Friday, March 11, 2016

You just can’t win!

1647: 

If vanity is the big trap in life, you’d think, after some decades of life, we’d have learnt about it and stopped ‘doing’ it. All I’m saying here is that for older people, who could be setting an example for the young, if they want to avoid neuroses concerning their lost youth and missed opportunities, they might need to stop running up their ‘vanity debts’. We should get used to paying-back as we go along, doing without some things, exercising a little self-restraint and add a touch of responsibility-taking. If we don’t go that way then we risk not being able to restore balance later in life, and then it all ends in tears.

I can remember starting out in adult life eager to experience abundance and enjoy effortless, sensory experiences. But as I got older, and taking all this for granted, I tried to recapture some of the pleasure of past years, only to find that that pleasure required a whole lot more investment. Was I losing my capacity for pursuing pleasure?

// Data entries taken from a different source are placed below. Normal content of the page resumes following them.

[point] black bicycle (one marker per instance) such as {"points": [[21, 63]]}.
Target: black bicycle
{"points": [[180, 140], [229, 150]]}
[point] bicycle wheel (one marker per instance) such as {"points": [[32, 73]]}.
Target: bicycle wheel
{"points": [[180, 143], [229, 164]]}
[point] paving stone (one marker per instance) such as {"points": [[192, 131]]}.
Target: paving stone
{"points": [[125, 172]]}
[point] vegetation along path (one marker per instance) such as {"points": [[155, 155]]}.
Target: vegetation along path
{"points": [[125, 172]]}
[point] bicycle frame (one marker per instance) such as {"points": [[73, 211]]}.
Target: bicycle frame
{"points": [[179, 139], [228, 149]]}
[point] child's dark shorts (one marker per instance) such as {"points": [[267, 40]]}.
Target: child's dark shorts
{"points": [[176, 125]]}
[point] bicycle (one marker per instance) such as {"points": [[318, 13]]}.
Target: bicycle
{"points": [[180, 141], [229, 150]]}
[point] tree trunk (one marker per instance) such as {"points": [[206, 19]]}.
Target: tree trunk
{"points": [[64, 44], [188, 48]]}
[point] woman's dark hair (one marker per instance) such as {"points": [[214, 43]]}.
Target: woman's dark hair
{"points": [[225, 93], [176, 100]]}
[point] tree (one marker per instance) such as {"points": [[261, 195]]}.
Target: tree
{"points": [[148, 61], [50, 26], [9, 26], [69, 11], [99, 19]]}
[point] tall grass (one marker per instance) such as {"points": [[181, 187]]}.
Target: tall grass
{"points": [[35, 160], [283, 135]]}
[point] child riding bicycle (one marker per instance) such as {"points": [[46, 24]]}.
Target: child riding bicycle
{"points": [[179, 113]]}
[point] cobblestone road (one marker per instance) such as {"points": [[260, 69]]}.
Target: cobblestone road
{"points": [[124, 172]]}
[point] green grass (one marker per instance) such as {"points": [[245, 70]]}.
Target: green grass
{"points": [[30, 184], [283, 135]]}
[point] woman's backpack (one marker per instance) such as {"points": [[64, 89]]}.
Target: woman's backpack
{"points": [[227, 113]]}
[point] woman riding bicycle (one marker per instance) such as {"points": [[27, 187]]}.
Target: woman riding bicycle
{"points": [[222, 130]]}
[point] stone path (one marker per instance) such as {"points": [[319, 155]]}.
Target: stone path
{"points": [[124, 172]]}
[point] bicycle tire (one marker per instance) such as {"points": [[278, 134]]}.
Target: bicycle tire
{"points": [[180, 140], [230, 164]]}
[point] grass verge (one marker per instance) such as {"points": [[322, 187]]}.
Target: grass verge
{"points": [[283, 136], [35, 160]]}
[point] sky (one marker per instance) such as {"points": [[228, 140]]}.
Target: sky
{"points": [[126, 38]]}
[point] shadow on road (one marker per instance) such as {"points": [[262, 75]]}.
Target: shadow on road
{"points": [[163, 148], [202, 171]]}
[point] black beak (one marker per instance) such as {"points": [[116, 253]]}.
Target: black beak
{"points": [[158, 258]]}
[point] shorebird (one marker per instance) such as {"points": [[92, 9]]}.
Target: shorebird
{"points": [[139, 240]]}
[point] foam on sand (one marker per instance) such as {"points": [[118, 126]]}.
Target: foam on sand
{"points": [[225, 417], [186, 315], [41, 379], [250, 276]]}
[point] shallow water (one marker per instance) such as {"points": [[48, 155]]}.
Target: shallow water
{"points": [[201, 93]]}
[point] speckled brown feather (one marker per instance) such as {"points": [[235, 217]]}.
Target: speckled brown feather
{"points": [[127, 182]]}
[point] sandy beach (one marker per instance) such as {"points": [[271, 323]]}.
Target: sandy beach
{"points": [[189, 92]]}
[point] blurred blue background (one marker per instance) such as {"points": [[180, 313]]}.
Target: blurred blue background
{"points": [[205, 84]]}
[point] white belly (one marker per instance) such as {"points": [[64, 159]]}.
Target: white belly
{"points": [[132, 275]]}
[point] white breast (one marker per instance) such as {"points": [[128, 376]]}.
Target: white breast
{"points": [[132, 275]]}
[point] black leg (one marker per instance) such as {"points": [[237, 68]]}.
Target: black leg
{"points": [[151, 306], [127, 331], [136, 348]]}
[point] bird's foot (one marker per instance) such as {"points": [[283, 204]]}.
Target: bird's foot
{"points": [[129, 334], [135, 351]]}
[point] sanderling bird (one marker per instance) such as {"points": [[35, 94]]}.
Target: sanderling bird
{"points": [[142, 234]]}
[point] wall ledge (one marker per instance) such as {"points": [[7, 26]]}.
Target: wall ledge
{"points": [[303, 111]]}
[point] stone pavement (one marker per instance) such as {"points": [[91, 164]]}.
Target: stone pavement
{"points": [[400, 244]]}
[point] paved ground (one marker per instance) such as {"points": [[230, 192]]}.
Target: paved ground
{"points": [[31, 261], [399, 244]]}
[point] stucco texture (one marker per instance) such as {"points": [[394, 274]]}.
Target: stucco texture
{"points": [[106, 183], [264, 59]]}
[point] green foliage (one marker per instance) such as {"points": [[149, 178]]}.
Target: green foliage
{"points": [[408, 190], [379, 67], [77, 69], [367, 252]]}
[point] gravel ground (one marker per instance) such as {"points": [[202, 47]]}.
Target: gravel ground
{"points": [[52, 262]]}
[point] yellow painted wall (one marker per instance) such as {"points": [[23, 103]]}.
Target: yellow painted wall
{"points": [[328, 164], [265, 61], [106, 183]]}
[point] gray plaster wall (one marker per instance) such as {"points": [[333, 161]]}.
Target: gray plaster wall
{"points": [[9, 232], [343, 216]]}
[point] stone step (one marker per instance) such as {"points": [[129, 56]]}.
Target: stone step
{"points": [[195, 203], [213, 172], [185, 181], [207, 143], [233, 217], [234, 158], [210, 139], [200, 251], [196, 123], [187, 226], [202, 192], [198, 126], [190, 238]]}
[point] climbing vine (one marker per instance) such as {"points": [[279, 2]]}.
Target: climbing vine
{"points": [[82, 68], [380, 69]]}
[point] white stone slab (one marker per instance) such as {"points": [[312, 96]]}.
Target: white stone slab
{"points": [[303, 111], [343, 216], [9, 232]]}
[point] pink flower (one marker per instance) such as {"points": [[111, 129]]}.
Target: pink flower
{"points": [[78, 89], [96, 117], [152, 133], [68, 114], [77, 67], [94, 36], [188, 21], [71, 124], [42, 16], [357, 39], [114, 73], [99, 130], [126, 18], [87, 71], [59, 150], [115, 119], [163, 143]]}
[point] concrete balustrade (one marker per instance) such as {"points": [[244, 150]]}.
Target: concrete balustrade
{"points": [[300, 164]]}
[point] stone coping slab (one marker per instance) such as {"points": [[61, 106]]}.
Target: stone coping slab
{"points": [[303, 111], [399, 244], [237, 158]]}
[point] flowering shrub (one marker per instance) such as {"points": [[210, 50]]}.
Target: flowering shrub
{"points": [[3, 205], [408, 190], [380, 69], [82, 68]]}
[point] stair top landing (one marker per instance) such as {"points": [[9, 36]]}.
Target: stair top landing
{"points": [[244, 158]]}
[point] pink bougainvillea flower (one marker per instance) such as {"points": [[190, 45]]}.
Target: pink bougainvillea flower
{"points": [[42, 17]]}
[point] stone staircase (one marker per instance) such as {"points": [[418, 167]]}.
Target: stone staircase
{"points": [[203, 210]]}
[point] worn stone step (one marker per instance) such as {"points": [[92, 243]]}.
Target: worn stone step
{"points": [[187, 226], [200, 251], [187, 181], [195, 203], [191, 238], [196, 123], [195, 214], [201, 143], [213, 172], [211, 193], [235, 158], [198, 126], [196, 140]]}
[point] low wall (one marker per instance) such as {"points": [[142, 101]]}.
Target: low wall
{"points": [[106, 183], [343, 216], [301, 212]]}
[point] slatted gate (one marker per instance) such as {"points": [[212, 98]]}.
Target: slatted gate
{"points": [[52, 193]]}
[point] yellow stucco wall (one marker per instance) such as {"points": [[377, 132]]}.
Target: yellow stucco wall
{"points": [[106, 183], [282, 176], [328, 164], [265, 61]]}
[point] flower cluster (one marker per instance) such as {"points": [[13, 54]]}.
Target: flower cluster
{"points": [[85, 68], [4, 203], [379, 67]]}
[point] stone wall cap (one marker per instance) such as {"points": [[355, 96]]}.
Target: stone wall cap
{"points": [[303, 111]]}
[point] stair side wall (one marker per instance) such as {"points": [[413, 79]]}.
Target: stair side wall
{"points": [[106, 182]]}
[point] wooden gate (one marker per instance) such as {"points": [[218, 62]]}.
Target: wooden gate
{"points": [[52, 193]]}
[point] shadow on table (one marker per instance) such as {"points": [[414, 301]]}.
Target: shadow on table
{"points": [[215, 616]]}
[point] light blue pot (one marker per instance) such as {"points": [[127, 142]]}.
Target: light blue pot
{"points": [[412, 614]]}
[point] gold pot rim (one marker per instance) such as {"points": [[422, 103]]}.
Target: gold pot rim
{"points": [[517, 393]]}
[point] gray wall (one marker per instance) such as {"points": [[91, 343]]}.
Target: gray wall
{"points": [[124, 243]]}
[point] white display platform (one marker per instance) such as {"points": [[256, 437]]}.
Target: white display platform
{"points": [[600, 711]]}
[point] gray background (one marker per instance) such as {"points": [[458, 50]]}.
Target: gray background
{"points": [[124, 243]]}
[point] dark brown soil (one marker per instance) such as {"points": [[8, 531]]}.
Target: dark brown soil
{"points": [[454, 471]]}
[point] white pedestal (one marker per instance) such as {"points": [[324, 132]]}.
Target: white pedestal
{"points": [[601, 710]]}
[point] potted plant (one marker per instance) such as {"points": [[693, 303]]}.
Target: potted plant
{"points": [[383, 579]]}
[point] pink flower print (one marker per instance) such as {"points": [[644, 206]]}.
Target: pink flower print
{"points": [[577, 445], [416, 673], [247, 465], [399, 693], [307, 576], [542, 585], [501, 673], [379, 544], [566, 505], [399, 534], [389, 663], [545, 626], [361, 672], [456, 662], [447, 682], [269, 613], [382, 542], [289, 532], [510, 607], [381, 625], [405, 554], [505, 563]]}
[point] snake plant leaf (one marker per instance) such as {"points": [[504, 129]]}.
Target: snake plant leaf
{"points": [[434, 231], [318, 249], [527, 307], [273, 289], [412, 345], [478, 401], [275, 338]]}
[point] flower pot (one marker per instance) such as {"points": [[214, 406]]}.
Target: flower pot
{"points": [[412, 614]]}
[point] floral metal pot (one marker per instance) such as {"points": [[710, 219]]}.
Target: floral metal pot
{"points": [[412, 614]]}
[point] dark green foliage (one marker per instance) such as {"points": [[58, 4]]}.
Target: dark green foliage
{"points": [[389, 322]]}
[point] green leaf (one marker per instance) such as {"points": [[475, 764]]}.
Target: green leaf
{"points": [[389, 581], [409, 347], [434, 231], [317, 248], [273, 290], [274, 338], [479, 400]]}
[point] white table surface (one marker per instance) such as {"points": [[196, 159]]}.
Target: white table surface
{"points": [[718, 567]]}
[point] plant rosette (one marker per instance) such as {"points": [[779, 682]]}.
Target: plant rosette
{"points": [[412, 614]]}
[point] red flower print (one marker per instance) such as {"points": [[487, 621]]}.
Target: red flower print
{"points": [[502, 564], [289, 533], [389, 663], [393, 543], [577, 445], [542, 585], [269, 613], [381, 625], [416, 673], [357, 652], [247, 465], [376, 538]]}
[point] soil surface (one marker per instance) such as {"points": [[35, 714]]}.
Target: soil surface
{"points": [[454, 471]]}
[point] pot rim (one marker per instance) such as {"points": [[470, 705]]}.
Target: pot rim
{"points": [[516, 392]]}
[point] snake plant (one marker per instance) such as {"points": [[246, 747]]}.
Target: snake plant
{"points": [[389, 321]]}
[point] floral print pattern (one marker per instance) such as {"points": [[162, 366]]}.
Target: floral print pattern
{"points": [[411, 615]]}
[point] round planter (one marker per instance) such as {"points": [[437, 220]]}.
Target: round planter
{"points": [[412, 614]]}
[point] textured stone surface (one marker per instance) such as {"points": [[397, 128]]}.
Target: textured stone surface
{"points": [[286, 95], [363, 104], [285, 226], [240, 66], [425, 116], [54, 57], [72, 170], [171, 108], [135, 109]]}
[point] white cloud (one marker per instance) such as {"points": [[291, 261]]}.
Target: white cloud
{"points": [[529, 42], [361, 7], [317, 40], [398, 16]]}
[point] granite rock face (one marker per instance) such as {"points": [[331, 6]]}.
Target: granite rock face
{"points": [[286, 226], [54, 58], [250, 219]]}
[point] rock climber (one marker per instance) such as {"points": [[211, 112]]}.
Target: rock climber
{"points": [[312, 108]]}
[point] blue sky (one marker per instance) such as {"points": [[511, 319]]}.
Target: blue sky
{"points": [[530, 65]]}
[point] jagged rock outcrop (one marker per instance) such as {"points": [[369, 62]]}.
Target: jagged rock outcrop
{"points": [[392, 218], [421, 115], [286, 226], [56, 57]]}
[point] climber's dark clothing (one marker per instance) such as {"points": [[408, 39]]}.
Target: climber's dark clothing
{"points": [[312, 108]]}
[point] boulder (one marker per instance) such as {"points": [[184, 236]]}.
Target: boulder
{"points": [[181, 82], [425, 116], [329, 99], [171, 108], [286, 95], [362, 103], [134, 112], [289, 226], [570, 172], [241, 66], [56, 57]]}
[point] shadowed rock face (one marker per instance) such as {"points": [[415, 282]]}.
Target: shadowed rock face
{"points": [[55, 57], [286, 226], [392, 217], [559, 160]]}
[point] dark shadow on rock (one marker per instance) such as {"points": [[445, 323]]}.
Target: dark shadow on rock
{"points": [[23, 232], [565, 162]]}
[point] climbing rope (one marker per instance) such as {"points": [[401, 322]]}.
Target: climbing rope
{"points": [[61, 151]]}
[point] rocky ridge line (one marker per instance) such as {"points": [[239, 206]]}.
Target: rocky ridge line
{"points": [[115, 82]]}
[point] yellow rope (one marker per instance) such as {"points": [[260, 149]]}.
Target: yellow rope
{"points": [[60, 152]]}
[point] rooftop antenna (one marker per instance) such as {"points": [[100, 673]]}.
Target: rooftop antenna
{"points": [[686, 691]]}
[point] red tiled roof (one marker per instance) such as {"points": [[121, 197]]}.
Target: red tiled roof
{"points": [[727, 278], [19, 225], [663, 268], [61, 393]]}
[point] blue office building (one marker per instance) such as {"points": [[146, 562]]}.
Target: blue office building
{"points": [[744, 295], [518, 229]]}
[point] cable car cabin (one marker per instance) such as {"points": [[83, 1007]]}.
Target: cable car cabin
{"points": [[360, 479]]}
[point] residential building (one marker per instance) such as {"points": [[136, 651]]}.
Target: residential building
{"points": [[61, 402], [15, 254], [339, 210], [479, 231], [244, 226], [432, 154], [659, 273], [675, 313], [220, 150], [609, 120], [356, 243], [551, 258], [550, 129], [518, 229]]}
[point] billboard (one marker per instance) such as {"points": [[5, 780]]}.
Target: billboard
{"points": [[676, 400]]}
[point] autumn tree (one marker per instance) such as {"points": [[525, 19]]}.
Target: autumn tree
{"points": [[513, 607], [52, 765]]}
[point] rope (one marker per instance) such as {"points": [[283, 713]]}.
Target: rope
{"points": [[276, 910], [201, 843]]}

As age creeps on and our health goes and then our strength, we have to more careful to measure what we do - we no longer run just for fun. Our body creaks so much that we can’t even run for a bus! If you speak with very old people they’ll say how important it is to ‘keep your health’, because once lost it’s very hard to get it back. For them, so they say, there’s pain every day. Whereas younger people don’t get much body pain and whenever they do it doesn't seem so serious - health isn’t such a big issue because they haven’t experienced it deteriorating yet. But they do know that good health and good looks go together, and energy, sexuality and a slim, athletic body are a main source of pleasure, and this somewhat pulls them into line. But up against this there’s a powerful need to extract everything possible from life.

On an everyday basis we try to excite the taste buds and satisfy food cravings. So here, on these familiar battle grounds, we tear ourselves apart, torn between pleasure and good sense, stuffing our faces with good-tasting but body-destroying foods. And it becomes such an all-consuming occupation that we forget that the rest of the world is going on around us, with many starving.

Here in the West, we are so privileged and have such opportunities to live life NOW, and that’s just great! But in the process we forget about the need to contribute towards ‘the greater good’. It’s a shame about that because something vital is spoiled in us because we forget about this. And then, we deserve to be criticised for living an indulgent lifestyle.


Huh! You just can’t win. But was it ever just about winning?